I would like to ask about the capabilities of Greenbone/OpenVAS regarding cloud infrastructure scanning.
We are currently using a cloud environment that includes managed Kubernetes services (managed Kubernetes clusters provided by a cloud vendor), and I would like to understand the best approach for vulnerability assessment in such environments.
Could you please clarify:
Is it possible to scan workloads and nodes inside a managed Kubernetes cluster using Greenbone/OpenVAS?
Are there any official integrations or best practices for Kubernetes discovery and vulnerability scanning?
Can authenticated scanning be used against worker nodes in managed Kubernetes platforms?
Do you support scanning containerized applications and Kubernetes services exposed internally only?
Additionally, if you have documentation or reference architectures for scanning cloud infrastructures with managed Kubernetes, I would highly appreciate it.
gvmd has new features for container registry scanning and agent-based scanning. However, these are not available in the Community Containers or Kali-native installation.
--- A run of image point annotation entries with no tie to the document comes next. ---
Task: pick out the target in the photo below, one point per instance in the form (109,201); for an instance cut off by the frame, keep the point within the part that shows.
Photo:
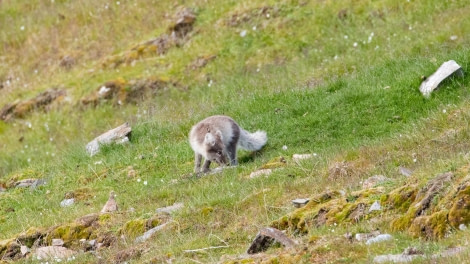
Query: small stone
(169,209)
(266,237)
(299,157)
(373,181)
(67,202)
(399,258)
(300,202)
(405,171)
(375,207)
(53,252)
(92,242)
(379,238)
(365,236)
(256,174)
(447,69)
(57,242)
(111,205)
(24,250)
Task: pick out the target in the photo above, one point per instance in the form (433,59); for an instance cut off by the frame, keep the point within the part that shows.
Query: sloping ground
(329,77)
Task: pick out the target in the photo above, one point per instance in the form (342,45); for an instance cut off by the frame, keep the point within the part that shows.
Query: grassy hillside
(334,78)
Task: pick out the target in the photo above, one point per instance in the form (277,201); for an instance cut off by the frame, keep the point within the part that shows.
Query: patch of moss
(275,163)
(460,211)
(434,226)
(402,198)
(133,228)
(30,236)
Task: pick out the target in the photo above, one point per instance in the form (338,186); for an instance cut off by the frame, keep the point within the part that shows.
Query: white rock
(405,171)
(300,202)
(150,232)
(399,258)
(373,181)
(443,72)
(375,207)
(379,238)
(299,157)
(24,250)
(57,242)
(67,202)
(256,174)
(365,236)
(169,209)
(53,252)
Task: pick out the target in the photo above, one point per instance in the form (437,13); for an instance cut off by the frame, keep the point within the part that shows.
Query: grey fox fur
(216,138)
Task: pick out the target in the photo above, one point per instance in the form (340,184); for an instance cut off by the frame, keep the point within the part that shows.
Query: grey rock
(150,232)
(375,207)
(57,242)
(379,238)
(171,208)
(365,236)
(67,202)
(446,70)
(405,171)
(300,202)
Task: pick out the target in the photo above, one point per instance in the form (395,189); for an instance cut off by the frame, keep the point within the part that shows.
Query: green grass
(296,76)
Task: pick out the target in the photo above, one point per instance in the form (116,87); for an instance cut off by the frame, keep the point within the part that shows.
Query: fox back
(211,136)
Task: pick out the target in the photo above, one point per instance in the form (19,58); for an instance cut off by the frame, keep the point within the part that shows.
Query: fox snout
(220,158)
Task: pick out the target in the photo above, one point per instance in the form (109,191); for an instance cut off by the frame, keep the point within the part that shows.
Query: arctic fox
(216,138)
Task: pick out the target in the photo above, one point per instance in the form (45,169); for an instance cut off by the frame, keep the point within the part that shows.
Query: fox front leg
(197,162)
(232,153)
(206,165)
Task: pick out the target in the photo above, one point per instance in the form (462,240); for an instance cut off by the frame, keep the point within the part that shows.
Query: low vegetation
(334,79)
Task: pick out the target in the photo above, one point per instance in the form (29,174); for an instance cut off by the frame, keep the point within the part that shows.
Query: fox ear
(209,139)
(218,134)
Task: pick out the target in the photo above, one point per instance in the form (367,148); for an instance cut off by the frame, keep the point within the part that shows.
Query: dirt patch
(200,62)
(178,33)
(242,17)
(19,109)
(127,254)
(121,91)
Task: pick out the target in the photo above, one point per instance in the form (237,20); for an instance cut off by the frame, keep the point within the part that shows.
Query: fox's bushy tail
(252,141)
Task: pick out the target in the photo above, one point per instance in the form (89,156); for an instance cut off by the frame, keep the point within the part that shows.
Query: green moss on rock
(133,228)
(460,211)
(434,226)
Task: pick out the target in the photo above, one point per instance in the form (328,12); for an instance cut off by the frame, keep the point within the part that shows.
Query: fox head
(215,148)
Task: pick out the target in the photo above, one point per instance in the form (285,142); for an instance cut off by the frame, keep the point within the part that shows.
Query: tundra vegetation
(331,78)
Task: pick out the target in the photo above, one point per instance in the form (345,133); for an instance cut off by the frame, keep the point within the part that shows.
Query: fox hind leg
(232,152)
(206,165)
(197,162)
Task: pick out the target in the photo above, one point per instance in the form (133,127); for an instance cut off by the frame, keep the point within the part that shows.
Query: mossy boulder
(82,228)
(19,109)
(133,228)
(31,236)
(9,250)
(326,209)
(460,210)
(432,226)
(121,91)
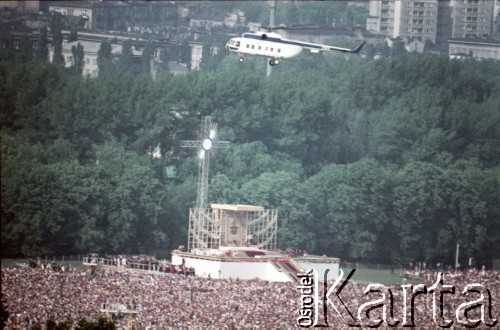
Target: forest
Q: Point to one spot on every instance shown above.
(393, 160)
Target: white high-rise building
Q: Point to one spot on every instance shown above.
(408, 19)
(472, 18)
(435, 20)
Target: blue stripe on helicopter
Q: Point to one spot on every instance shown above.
(295, 43)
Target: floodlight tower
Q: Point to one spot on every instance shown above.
(206, 145)
(272, 13)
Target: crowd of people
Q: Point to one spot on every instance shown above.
(158, 301)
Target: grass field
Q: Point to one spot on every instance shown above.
(382, 276)
(365, 275)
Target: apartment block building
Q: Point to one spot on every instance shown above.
(408, 19)
(472, 18)
(434, 20)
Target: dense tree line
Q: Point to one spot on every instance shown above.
(393, 160)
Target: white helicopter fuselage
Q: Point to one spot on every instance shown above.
(263, 44)
(273, 46)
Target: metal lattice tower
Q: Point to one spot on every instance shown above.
(206, 146)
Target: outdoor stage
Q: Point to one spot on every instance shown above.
(239, 241)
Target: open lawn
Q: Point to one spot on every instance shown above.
(382, 276)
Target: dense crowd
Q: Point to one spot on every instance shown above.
(158, 301)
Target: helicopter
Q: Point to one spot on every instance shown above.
(273, 46)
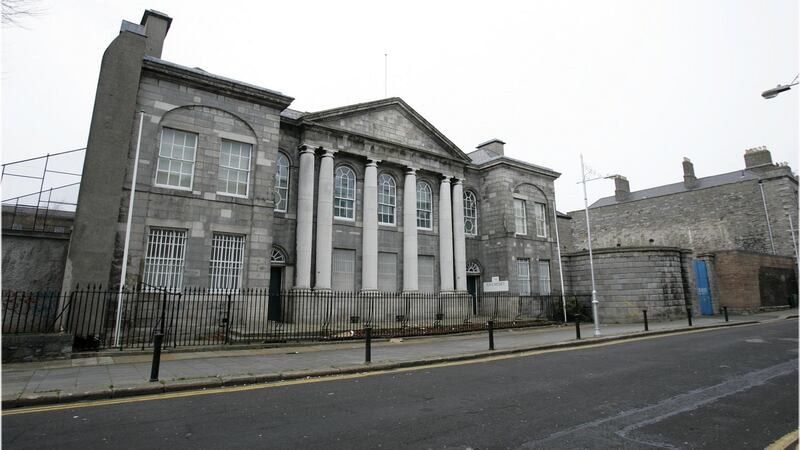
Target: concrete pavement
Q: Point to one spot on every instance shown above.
(122, 375)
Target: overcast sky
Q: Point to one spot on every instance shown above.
(633, 85)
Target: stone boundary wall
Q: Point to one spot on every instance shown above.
(629, 280)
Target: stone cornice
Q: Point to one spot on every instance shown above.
(215, 83)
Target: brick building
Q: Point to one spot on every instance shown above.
(732, 238)
(233, 189)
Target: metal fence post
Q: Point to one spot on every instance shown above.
(367, 345)
(491, 334)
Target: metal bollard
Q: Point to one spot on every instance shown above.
(368, 344)
(491, 334)
(158, 338)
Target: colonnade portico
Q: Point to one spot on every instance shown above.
(452, 247)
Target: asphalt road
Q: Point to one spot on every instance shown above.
(727, 388)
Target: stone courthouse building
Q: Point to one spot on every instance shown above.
(233, 189)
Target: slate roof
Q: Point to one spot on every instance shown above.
(676, 188)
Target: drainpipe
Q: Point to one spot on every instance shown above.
(766, 214)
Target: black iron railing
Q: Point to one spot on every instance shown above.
(200, 317)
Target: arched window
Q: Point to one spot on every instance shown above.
(282, 183)
(470, 214)
(387, 199)
(424, 206)
(344, 194)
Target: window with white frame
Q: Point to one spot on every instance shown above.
(234, 168)
(544, 277)
(520, 219)
(163, 262)
(176, 156)
(227, 259)
(541, 219)
(470, 214)
(344, 196)
(524, 276)
(387, 199)
(424, 206)
(282, 183)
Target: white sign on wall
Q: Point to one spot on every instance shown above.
(495, 285)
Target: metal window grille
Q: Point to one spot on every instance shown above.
(163, 265)
(176, 158)
(520, 220)
(541, 222)
(425, 273)
(544, 277)
(344, 197)
(524, 276)
(387, 272)
(234, 168)
(282, 183)
(227, 259)
(424, 206)
(470, 214)
(387, 199)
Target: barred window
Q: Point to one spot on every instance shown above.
(163, 263)
(344, 197)
(234, 168)
(520, 219)
(227, 259)
(541, 219)
(424, 206)
(470, 214)
(387, 199)
(282, 183)
(544, 277)
(524, 276)
(175, 167)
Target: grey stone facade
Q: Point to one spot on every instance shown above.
(165, 96)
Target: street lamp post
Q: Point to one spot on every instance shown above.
(595, 302)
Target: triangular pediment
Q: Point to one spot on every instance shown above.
(390, 120)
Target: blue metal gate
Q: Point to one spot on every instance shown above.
(703, 292)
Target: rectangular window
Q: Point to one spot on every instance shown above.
(541, 219)
(234, 168)
(520, 221)
(425, 273)
(163, 263)
(343, 270)
(387, 272)
(176, 159)
(544, 277)
(524, 276)
(227, 259)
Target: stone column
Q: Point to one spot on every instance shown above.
(445, 236)
(369, 255)
(305, 217)
(410, 275)
(324, 222)
(459, 243)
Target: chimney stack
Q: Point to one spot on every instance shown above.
(757, 157)
(156, 24)
(689, 180)
(621, 188)
(494, 146)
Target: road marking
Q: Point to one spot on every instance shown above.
(616, 430)
(284, 383)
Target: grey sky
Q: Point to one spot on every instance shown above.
(634, 85)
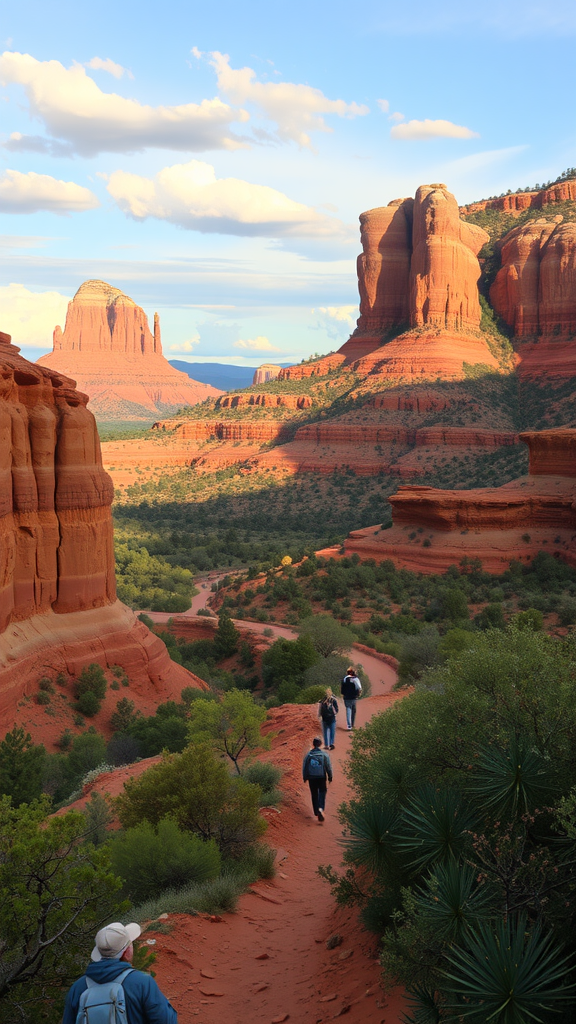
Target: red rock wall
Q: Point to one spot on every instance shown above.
(535, 289)
(225, 430)
(264, 399)
(552, 453)
(55, 528)
(445, 270)
(108, 347)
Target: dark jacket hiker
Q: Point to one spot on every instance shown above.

To use them you must currently compile from source and adjust the compile options and enable these features in the gvmd configuration file. Scanning the internal runtime of running containers is still not possible, however, without saying too much there are plans to implement such features in the future.
For anyone compiling gvmd from source and wanting to enable the optional container scanning and agent features, use the current Greenbone Community source-build documentation for the full cmake commands and required install variables. Also make sure you are building the most recent available gvmd version.
In addition to the documented gvmd CMake options, pass these additional feature flags:
-DENABLE_CONTAINER_SCANNING=1
-DENABLE_AGENTS=1
After compiling and installing, the runtime feature flags must also be enabled in the active gvmd.conf file:
Note that config/gvmd.conf.in in the source tree is only the template. The effective runtime file must be gvmd.conf in the configuration path used by the installation.
These new scan options will allow container security scanning pre-deployment and also support cloud environments where networks are be restrictive against traditional authenticated scans.